Повествование Эмерсона, предложенное нашим людям, кардинально отличалось от предыдущего варианта. Происходившее напоминало возвращение домой. Мы взгромоздились на упаковочный ящик, лежавший на палубе, и нас окружили мужчины, которые курили и внимательно слушали, прерывая повествование возгласами «Вах!» и изумлённым бормотанием. Звёзды ярко сияли над головой, мягкий ветерок шевелил волосы Эмерсона.
Кое-что из рассказанного Эмерсоном было новостью и для меня. Конечно, он обладал преимуществом надо мной, «наслаждаясь» длительным «гостеприимством» Винси, если выражаться его словами. И когда я вспоминала об этом презренном злодее, который, развалившись в удобном кресле, злорадствовал над страдающим узником, то сожалела лишь о том, что Эмерсон так быстро расправился с ним. Я ещё тогда отметила несоответствие этого предмета мебели грязному сараю, где держали пленённого, но, только услышав в голосе мужа определённые нотки, полностью осознала, как совершенно безвредный предмет – кресло, обитое красным плюшем – становится символом утончённой и коварной жестокости. Я больше никогда не смогу усесться в такое кресло.
Алиби Винси выглядело для меня вполне убедительным. Письменные свидетельства его проживания в Сирии, конечно, были подделаны, но даже если бы я решила прочесть их, то без проверки на соответствие действительности, пока уже не оказалось бы слишком поздно. У меня также не было оснований сомневаться в бедном Карле фон Борке, в отличие от Эмерсона (я напомнила себе, что должна разузнать о Мэри и выяснить, как я могу помочь ей), особенно, когда Берта подтвердила...
– Что?! – воскликнула я, когда Эмерсон дошёл до этой части своего рассказа. – Так Берта всё время шпионила для Винси?

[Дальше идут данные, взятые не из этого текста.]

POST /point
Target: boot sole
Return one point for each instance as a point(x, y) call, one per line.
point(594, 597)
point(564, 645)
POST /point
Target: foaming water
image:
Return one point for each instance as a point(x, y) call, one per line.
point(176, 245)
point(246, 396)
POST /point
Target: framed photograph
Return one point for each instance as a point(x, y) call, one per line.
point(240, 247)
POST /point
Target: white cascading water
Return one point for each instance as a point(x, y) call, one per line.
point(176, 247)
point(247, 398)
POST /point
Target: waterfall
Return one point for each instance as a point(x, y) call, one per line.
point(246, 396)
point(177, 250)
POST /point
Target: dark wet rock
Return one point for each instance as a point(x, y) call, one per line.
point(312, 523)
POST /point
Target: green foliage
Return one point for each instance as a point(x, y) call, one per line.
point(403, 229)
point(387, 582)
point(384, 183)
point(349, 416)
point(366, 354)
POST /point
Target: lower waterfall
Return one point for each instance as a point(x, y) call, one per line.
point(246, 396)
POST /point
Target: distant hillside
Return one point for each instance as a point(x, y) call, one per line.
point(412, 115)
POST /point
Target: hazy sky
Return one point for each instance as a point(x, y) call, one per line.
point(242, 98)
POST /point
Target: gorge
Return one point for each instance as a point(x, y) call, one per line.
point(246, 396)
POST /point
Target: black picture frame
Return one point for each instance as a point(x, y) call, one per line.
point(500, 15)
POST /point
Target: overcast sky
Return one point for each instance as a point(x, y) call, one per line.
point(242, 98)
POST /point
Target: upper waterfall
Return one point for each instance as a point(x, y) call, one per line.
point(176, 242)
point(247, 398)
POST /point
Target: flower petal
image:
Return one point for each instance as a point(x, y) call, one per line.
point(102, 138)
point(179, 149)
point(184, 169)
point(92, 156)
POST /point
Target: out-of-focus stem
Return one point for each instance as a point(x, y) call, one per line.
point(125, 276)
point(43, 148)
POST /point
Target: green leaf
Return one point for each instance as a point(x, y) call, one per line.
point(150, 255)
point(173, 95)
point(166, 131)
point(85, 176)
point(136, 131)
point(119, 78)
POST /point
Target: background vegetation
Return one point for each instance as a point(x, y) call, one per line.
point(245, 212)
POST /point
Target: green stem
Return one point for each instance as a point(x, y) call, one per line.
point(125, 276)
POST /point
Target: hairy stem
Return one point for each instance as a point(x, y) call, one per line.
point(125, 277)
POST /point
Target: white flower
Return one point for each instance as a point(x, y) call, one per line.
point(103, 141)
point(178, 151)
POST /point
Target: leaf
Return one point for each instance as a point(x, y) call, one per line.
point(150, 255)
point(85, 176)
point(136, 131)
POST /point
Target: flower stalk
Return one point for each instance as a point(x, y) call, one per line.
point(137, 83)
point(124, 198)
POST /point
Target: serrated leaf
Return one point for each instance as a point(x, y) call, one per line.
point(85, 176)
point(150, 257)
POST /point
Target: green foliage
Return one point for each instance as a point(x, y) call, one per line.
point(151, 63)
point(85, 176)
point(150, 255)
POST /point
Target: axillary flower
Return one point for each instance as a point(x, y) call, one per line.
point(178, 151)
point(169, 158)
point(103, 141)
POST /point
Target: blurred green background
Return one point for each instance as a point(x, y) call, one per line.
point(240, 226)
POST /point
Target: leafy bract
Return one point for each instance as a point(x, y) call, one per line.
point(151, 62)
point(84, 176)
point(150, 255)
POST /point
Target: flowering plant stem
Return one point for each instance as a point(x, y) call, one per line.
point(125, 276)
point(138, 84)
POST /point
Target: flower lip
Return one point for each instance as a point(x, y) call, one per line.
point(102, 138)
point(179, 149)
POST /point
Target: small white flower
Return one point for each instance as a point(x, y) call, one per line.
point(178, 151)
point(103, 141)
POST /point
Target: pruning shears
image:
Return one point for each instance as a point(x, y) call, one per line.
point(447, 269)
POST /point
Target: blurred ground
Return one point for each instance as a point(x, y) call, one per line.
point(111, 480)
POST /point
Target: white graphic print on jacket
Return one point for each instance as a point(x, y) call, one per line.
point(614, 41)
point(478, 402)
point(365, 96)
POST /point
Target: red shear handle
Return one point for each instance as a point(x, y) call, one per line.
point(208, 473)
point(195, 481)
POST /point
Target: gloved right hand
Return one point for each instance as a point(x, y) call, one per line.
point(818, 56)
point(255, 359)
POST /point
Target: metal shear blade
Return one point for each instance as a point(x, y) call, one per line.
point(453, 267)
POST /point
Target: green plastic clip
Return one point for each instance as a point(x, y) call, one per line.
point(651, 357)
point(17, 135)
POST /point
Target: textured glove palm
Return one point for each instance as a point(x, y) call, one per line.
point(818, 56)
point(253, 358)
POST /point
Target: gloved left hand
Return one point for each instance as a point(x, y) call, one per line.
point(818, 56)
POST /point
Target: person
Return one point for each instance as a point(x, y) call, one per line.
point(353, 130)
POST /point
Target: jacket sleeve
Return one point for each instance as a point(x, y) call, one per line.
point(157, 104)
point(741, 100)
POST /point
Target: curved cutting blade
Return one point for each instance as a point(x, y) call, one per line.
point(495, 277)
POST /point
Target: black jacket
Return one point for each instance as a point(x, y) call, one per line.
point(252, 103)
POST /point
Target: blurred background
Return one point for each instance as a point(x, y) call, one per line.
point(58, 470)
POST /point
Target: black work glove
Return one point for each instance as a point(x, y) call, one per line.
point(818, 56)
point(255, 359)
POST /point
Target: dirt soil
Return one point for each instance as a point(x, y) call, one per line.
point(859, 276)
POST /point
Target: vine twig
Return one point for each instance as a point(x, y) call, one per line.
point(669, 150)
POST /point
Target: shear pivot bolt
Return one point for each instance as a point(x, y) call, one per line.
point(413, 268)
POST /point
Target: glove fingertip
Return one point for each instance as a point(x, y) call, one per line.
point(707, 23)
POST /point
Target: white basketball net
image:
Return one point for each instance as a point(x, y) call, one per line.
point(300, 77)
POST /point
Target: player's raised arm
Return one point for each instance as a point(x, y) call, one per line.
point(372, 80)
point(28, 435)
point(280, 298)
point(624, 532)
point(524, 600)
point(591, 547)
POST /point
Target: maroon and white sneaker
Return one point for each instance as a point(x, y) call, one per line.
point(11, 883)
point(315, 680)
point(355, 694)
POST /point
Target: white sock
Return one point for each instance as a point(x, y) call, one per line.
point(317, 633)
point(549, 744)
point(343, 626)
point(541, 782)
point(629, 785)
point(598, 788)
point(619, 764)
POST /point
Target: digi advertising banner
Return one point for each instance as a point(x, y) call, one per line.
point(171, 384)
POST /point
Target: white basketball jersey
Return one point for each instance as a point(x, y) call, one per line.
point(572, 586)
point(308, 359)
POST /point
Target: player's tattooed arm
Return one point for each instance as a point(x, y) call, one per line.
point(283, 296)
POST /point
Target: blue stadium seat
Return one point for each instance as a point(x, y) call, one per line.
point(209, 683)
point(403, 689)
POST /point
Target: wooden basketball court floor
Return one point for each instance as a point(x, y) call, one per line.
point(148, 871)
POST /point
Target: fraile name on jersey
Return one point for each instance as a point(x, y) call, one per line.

– Очко в мою пользу, – заметил Эмерсон с самодовольной улыбкой и вульгарным жестом.
– Но её синяки… мужество, с которым она бросилась к двери твоей камеры, чтобы не дать охраннику войти...
– Она всего лишь пыталась выбраться, – ответил Эмерсон. – Она не желала участвовать в убийстве, и до безумия хотела сбежать. Увидеть, как ты вламываешься в комнату через потолок, будто демон в пантомиме, более чем достаточно, чтобы любого довести до паники. Я и сам...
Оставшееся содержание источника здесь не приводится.